Tu sais, ou plutôt tu ne sais pas, que tu portes bonheur à celle qui va te
faire sauter ton pucelage, mon chéri… il me tarde de me blottir dans tes bras,
tout entière. Je m’absente une minute pour prendre le nécessaire…
    Pendant qu’elle sautille joyeusement, j’ai envie de
m’éclipser, tellement j’ai honte. Il me semble apercevoir des ouvriers du
chantier qui franchissent l’entrée. Que penserait papa Rabier de ma situation,
lui qui a si confiance en moi ? Au moment où je me lève, Bernadette
revient portant un linge blanc dans la main.
    — Voilà, me dit-elle en se plantant devant moi, j’ai
tout ce qu’il nous faut. Viens ! Suis-moi, mon chéri.
    Me tenant par la main, elle m’entraîne comme un mannequin.
Je réalise la différence de nos tailles. Vingt Dieux ! sa tête arrive au
niveau de mon biceps. En haut de l’escalier, nous empruntons un couloir
desservant une rangée de portes de chaque côté. Ça pue l’eau de Javel. En
passant j’entends des cris, des gros soupirs, des jurons, des rires… Bernadette
prend une clef dans le linge, la tourne dans une serrure, me pousse à
l’intérieur et referme. Aussitôt elle craque une allumette ; la mèche de
la chandelle brille. Moi je reste debout comme un niais, les bras ballants. La
fille vient se frotter contre moi en me disant :
    — Un franc pour Madame Madeleine, cinq sous pour le
gant et pour moi ce sera à ton bon cœur, mon grand chéri.
    Je me doute qu’il faut payer ; mais je n’ai rien
compris à cette énumération diabolique. Ma main rencontre dans ma poche trois
pièces de vingt sous. Bernadette les happe littéralement. Sans dire merci, elle
me commande :
    — Déshabille-toi.
    Elle-même retire son espèce de tutu, sa culotte, son
soutien-gorge et… la voilà en tenue d’Eve, souriante et câline.
    — Je vais t’aider mon petit bonhomme.
    Elle pose mes vêtements sur une chaise bancale. Je suis nu
comme un ver. Elle s’allonge sur le lit les jambes écartées. J’observe ce
triangle poilu entre ses cuisses, ses seins petits aux bouts roses.

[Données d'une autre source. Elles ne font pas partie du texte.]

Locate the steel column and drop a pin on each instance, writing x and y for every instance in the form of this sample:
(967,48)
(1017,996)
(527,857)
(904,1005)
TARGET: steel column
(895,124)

    — Prends ton temps mon chérubin, je vais te faire jouir
avec mes doigts et ma bouche.
    Les doigts ! je connais les miens ; mais la bouche
c’est nouveau pour moi. Je perds la notion des choses. À peine la fille
a-t-elle débuté son numéro que je ne peux me retenir. Elle reste en place
ingurgitant mon abandon. Puis elle se lève, va boire un verre d’eau et revient
toute câline.
    — Alors tu n’as plus peur, tu vois ce n’est rien, je
vais te laver.
    Elle bondit sur la serviette, la trempe dans l’eau et me
lave consciencieusement. Je ne peux attribuer le nouveau résultat qu’à ses
gestes doux ou à la froideur de l’eau. Je me retrouve dans le même état au bout
de deux minutes. Alors Bernadette me montre une espèce de doigt [14] en soie qu’elle enfile sur mon pieu.
    — Obligatoire, mon poussin. Comme cela ni toi ni moi ne
risquons une sale maladie. J’en ai demandé un grand à Madame Madeleine, parce
que je me doutais de ce que j’allais trouver. Mets-toi sur moi, on va s’aimer.
    La première fois, on a de la peine à réaliser ce qui arrive.
Mais l’instinct animal demeurant au fond de chaque homme, les gestes inconnus
viennent d’eux-mêmes.
    En sortant mon pieu, je constate qu’il se trouve dépouillé
de sa protection. Bernadette l’a ressenti sûrement bien avant, entre deux
soupirs de convenance. Debout devant moi, sans gêne aucune, Bernadette extirpe
ce que j’avais oublié.
    — C’était bon, mon lapin ?… tu reviendras me
voir ? Je t’apprendrai tout ce qu’un homme doit savoir pour rendre une
femme heureuse. Tu es fort comme un cheval. Tu en as fait éclater le doigt.
    Et, pendant que, les jambes écartées, assise sur une espèce
de cuvette reposant sur un trépied de fer, elle se lave, je me précipite sur
mes vêtements. Rapidement je me retrouve habillé. Sans dire au revoir je dévale
l’escalier, gagnant la rue par le couloir. Un coup d’œil à droite puis un à
gauche, m’assurent que personne ne m’a vu sortir de cet endroit.